We need the corresponding glVertexAttribPointer calls to change a bit, too. I've seen a number of attempts at this, sometimes with the idea that one can take a member pointer and deference it at null in order to get the offset, then convert it back into a pointer. Or one could just use offsetof(). Finally, we can achieve something like this:

glVertexAttribPointer(tex_coord_attrib, 
                      sizeof(Vertex::tex_coords) / sizeof(GLfloat), GL_FLOAT, 
                      GL_FALSE,
                      sizeof(Vertex),
                      (void*)offsetof(Vertex, tex_coords));

and we're pretty close to something approaching ideal. It's unfortunate that we have to know that Vertex::tex_coords is made up of GLfloats, though. It could be advisable to define a global, constexpr unsigned int D = 3, which is used both instead of hardcoding in the Vertex definition and here instead of sizeof(), but the gains are marginal since we still have to pass in GL_FLOAT as the next parameter

Still, to improve further...

Generalize

This is the actual code I use:

template<>
struct GlTraits<GLfloat> {
  static constexpr auto glType = GL_FLOAT;
};

template<typename RealType, typename T, typename Mem>
inline void vertexAttribPointer(GLuint index, GLboolean normalized,
                                const Mem T::*mem) {
  // This is basically C's offsetof() macro generalized to member pointers.
  RealType* pointer = (RealType*)&(((T*)nullptr)->*mem);
  glVertexAttribPointer(index, sizeof(Mem) / sizeof(RealType),
                        GlTraits<RealType>::glType, normalized, sizeof(T),
                        pointer);
}

Mem here is often going to be a glm::vec3 or something similar, T being my vertex class. Unfortunately, RealType needs to be passed in as an explicit type since neither Mem nor T suggest what the OpenGL type actually is. Theoretically, if this library knew what a glm::vec3 was, it could also deduce the real type from the parameter, or one could specialize GlTraits for it and include a typedef or using statement that gave the "real" type.
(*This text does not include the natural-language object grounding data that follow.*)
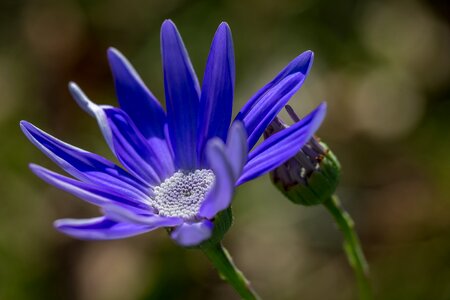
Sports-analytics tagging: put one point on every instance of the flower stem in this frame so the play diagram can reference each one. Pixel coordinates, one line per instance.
(352, 246)
(223, 262)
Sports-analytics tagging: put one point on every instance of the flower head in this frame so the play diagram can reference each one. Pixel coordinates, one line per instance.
(179, 166)
(311, 176)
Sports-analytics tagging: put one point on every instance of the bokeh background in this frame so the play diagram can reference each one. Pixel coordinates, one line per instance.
(382, 66)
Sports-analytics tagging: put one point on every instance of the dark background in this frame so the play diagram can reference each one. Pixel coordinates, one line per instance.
(382, 66)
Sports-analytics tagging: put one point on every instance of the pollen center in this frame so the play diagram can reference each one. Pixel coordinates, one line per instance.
(182, 194)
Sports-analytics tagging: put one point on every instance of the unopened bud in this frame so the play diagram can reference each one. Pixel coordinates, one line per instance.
(312, 175)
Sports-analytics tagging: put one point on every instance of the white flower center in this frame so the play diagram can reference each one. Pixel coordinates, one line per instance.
(182, 194)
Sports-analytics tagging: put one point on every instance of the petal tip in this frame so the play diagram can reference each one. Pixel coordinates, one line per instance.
(167, 25)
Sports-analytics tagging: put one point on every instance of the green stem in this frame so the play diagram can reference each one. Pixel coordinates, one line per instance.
(352, 246)
(223, 262)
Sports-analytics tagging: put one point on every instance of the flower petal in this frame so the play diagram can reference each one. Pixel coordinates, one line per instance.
(121, 214)
(146, 160)
(132, 149)
(100, 228)
(282, 146)
(81, 164)
(192, 234)
(216, 100)
(221, 194)
(135, 98)
(236, 148)
(140, 104)
(182, 97)
(269, 105)
(97, 195)
(301, 64)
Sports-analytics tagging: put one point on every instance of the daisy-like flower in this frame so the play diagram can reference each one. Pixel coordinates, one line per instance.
(179, 167)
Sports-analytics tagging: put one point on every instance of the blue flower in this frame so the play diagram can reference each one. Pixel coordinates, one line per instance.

I use the function like this:

  vertexAttribPointer<float>(tex_coord_attrib, GL_FALSE, &Vertex::tex_coord);
  vertexAttribPointer<float>(vertex_pos_attrib, GL_FALSE, &Vertex::pos);

Simple!

Conclusion

Many OpenGL tutorials are suited for younger, less experienced programmers and so--giving their authors some credit--writers may not want to confuse readers with language features their readers hadn't seen before, like offsetof(), but I think this does a disservice to beginners as these tutorials are also authoritative on how good, well-written OpenGL code looks. They may not want to go into the template madness that I enjoy, but even tutorials targeting C or C++ can be significantly improved just by using a data structure for vertex information. Beginners should be taught to write resilient programs that resists the urge to hardcode sizes, types, and offsets based on their specifications at the time of writing and instead rely on the compiler more.

Brittle code can punish beginners when they try to expand their knowledge as the slightest changes can cause their screen to stop rendering, or render odd artifacts and this can be difficult to debug. At worst, it will cause segfaults.